De la constitution de son épargne pour les plus jeunes à la préparation de la retraite pour les autres, les priorités financières évoluent au cours d’une vie et les objectifs diffèrent. Les meilleures stratégies d’investissement adaptées à votre situation.

À 40 ANS

Diversifier et tirer parti du rendement de la Bourse

Toute la gamme des placements vous est ouverte. Mais tous ne présentent pas 
le même niveau de risque ni les mêmes espoirs de rendement. Avec des taux d’intérêt aujourd’hui au plus bas, les placements en actions, plus risqués, devraient en principe vous rapporter le plus à condition de les conserver pendant au moins une dizaine d’années de manière à gommer l’effet des fluctuations boursières à court terme. Seule règle à respecter : gardez confiance en période de morosité boursière. Revendre 
vos actions lorsqu’elles sont au plus bas 
– décision à bannir ! – vous priverait
 de la possibilité de bénéficier d’une reprise de la Bourse.

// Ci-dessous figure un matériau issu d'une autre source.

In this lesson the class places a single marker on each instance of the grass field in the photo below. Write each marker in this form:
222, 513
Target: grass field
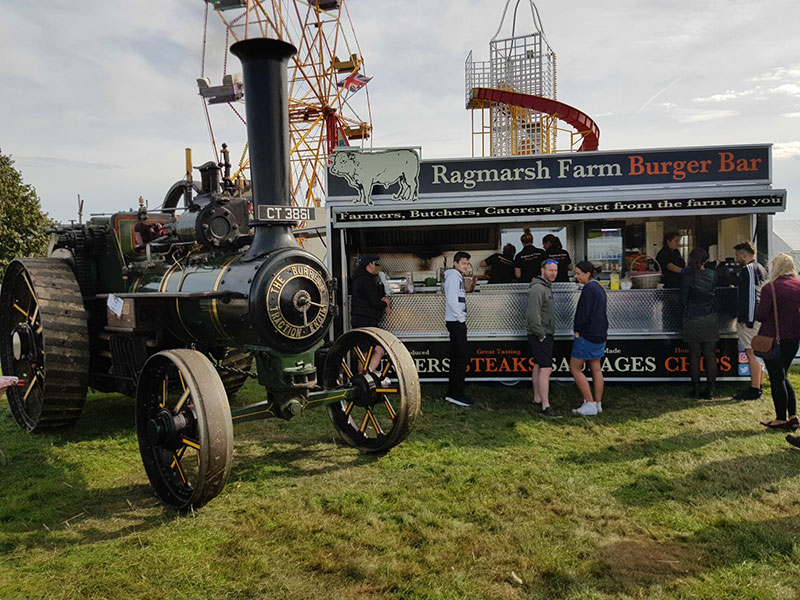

Actions en direct, Sicav et fonds communs de placement (FCP) investis en actions, fonds dynamiques... vous avez l’embarras du choix. Il est préférable de diversifier vos placements dans plusieurs secteurs économiques, différentes 
zones géographiques, voire différentes classes d’actifs (actions de grandes entreprises, de PME non cotées, etc.).

Pour accéder directement à un portefeuille diversifié, privilégiez l’achat
 de parts de Sicav et de FCP composés de plusieurs lignes de titres. Le plus simple est d’investir dans un compte-titres. Attention, même si sa fiscalité a été significativement allégée avec la mise en place du prélèvement forfaitaire unique (PFU) de 12,8 % sur les dividendes, intérêts et plus-values, chaque opération d’arbitrage demeure taxée.
 Pour gérer activement votre argent sans frottement fiscal, mieux vaut jouer la carte des enveloppes fiscales ; vous capitaliserez vos gains en franchise d’impôt sur le
 revenu. Entre Plan d’épargne entreprise (PEE), Plan d’épargne en actions (PEA)
 et contrat d’assurance-vie, vous avez le choix.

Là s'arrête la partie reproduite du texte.